W biały dzień w szpitalu chory po udarze, spadł ze schodów i się połamał. Szpital uważa że to wina... rodziny, która nie zabezpieczyła mu łóżka i pacjent wyszedł z pokoju. Krewni są zszokowaniem postawą dyrekcjo placówki i stanem chorego, który zostanie inwalidą
- To jest niewyobrażalne, żeby połamać się w szpitalu. Jak mogło dojść do takiego wypadku w chwili kiedy opiekę nad pacjentem sprawuje placówka medyczna - zastanawia się Leokadia Kowalska, żona chorego.
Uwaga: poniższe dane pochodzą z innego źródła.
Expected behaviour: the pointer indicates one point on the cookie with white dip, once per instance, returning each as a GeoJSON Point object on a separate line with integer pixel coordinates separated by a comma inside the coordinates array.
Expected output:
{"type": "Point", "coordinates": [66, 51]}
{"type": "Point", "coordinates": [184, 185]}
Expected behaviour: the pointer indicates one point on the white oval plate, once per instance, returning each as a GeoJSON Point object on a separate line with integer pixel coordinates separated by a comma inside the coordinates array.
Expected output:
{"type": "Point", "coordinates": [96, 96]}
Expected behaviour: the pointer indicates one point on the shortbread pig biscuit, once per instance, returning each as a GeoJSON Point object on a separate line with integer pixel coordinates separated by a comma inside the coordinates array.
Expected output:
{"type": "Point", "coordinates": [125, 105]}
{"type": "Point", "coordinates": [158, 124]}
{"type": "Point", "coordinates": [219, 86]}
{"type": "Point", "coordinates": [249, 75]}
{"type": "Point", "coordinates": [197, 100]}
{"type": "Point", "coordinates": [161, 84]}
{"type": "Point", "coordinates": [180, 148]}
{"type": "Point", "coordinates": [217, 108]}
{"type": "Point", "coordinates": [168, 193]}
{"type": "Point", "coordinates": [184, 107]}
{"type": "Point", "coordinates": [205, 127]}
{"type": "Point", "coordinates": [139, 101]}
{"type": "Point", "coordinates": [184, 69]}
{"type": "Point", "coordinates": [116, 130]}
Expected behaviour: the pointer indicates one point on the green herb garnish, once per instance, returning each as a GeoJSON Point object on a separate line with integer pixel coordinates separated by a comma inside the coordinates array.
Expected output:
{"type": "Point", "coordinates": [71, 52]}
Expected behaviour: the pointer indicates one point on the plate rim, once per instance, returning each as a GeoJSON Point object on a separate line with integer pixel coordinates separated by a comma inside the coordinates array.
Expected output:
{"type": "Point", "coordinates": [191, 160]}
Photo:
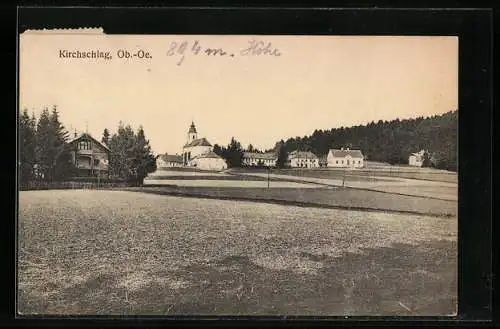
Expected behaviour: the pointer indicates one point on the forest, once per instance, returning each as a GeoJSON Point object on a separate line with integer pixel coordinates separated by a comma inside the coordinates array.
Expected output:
{"type": "Point", "coordinates": [390, 141]}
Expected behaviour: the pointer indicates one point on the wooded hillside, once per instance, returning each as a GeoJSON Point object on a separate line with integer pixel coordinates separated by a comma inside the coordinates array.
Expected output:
{"type": "Point", "coordinates": [391, 141]}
Pani Leokadia jednak odpiera zarzuty dyrektora i opowiada zupełnie inną wersje wydarzeń. - Nic przy mężu nie robiłam, bo nie mogę, nie ma siły. A jak sobie przypominam, to tego dnia drabinek przy łóżku w ogóle nie było - opowiada.
Po wypadku pan Kowalski miał zostać zoperowany. Teraz jednak lekarze zmienili zdanie i nie chcą przeprowadzić zabiegu. - Leczenie jest zakończone i pacjent nadaje się do wypisu - usłyszała rodzina.
- Jak ja mam go do domu zabrać w takim stanie. Rozumiem, że miał udar ale biodro złamał sobie w szpitalu, powinni go teraz wyleczyć a nie wypisywać -pani Leokadia jest zrozpaczona całą sytuacją.
- Z opiniami lekarzy specjalistów nie dyskutuję. Jeżeli rodzinie się to nie podoba zawsze może zadąć opinii innego specjalisty - wyjaśnia Piotr Krawiec dyrektor SP ZOZ w Kraśniku, który nie chce komentować całego zdarzenia.
Wczoraj nie udało się nam skontaktować z ordynatorem oddziału chirurgii urazowej kraśnickiego szpitala. Do sprawy wrócimy.